Because his music career is in full swing, however, Rice, 36, says he needs to clear more time in his life to do other things. He recently released a new single, “If I Were Rock & Roll,” and is working on a new album to be released this year. Rice also signed on with Mountain Dew to promote Dew Outdoor Grants and recorded a rendition of “America the Beautiful” for the program.

Music is keeping Chase Rice busy, but he says it’s not his entire life anymore. After going full bore on the road and in the studio, Rice wasn’t aware of just how much his career was consuming him. It took the COVID pandemic to make him understand there are other things to appreciate. “I didn’t realize how burned out I was until 2020 happened, and I was forced to stay home,” he says. “I started doing all these other things—sitting around a fire with friends and hunting a ton more than I ever have. It was a huge thing for me that I’m not going to give up.

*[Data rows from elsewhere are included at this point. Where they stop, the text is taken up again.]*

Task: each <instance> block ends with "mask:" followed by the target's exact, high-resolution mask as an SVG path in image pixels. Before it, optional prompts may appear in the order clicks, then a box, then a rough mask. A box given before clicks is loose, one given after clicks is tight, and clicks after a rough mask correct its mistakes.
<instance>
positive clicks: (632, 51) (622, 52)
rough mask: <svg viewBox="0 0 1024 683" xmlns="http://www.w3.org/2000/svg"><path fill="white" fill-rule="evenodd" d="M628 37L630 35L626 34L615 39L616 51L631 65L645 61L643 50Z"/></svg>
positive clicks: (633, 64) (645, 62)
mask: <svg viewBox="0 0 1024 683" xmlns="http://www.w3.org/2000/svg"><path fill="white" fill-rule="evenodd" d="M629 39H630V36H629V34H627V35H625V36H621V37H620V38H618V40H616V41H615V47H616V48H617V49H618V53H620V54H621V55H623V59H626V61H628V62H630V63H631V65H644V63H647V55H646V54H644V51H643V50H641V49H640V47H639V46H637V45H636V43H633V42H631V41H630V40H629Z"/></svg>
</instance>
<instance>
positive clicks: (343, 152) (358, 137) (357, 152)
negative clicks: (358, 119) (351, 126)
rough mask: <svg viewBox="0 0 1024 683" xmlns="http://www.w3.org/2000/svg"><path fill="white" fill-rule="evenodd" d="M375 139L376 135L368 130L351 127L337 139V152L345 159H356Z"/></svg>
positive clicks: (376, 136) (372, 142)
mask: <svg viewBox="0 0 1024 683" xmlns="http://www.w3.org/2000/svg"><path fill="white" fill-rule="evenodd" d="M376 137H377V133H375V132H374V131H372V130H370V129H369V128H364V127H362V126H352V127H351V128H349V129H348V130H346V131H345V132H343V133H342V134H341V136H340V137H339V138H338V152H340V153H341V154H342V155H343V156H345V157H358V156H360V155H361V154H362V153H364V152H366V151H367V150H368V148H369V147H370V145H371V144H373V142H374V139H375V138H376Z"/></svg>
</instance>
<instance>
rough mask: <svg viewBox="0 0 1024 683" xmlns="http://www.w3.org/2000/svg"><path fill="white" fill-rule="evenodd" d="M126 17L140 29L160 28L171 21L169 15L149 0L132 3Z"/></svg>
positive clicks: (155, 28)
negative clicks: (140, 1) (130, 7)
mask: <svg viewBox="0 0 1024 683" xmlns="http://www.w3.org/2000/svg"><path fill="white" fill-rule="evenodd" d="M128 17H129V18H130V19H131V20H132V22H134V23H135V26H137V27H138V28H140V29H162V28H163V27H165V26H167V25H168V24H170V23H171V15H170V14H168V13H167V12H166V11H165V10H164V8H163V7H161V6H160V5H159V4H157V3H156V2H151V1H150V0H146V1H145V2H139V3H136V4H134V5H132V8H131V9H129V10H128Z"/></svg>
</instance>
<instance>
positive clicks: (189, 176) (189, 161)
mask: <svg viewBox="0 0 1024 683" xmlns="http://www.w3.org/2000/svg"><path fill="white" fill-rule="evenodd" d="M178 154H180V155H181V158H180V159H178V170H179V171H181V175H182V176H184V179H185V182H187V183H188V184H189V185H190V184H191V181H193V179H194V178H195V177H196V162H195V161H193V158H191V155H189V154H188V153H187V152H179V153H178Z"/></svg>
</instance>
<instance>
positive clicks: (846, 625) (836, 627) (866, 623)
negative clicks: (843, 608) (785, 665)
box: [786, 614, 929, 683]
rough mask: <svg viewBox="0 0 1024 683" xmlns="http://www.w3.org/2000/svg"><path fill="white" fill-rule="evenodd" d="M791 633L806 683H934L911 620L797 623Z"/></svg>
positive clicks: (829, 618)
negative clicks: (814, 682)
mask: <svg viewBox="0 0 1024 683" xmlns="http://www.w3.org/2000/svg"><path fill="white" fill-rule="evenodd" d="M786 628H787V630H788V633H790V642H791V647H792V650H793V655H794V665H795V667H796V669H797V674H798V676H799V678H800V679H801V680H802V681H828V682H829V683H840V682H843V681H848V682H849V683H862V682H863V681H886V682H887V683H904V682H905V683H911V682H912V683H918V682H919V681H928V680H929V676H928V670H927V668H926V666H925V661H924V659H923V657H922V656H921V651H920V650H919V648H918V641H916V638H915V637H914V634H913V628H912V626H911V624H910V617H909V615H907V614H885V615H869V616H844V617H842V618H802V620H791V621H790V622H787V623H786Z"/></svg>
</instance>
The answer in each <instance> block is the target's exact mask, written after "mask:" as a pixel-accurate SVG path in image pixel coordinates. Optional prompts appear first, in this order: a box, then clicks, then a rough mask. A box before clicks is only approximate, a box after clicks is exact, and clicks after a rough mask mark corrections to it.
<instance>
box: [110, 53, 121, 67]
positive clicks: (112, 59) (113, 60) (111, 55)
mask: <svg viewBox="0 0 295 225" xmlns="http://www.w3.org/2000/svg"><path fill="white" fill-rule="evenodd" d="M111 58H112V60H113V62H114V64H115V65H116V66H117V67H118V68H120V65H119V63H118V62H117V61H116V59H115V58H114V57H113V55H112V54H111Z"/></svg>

I’m not going to go back to 150, 170 days a year on the road and not be able to live my life.”

Chase Rice with livestock feed

Rice’s life away from music includes plenty of hunting and fishing, but there’s also a new hunting dog, Jack, to train and plans for habitat work on the farm that he hopes will improve the deer hunting.

And then there’s the buffalo.

In 2020, Chase Rice bought a small herd of buffalo from a ranch in Colorado and let them run the pastures on his Tennessee farm. He added a bull to the mix and hopes to build the herd to 30 animals.

Sometimes, when Rice sits on his porch with a guitar or a beer—or both— and looks out over his herd of buffalo, a thought crosses his mind. “It hits you occasionally, ‘What the hell’s going on with my life?’”

In Rice’s case, plenty.

And as eclectic as his life may seem, it all serves a purpose. The more that he has going on away from the concert stage and the tour bus, the bigger the benefit to his professional life in the studio and on the road. “The biggest thing with music is when I do get to live my life, the music becomes so much more me. I’m not trying to just write songs for a live show, I’m writing songs about my life. To me, that makes for so much better music.”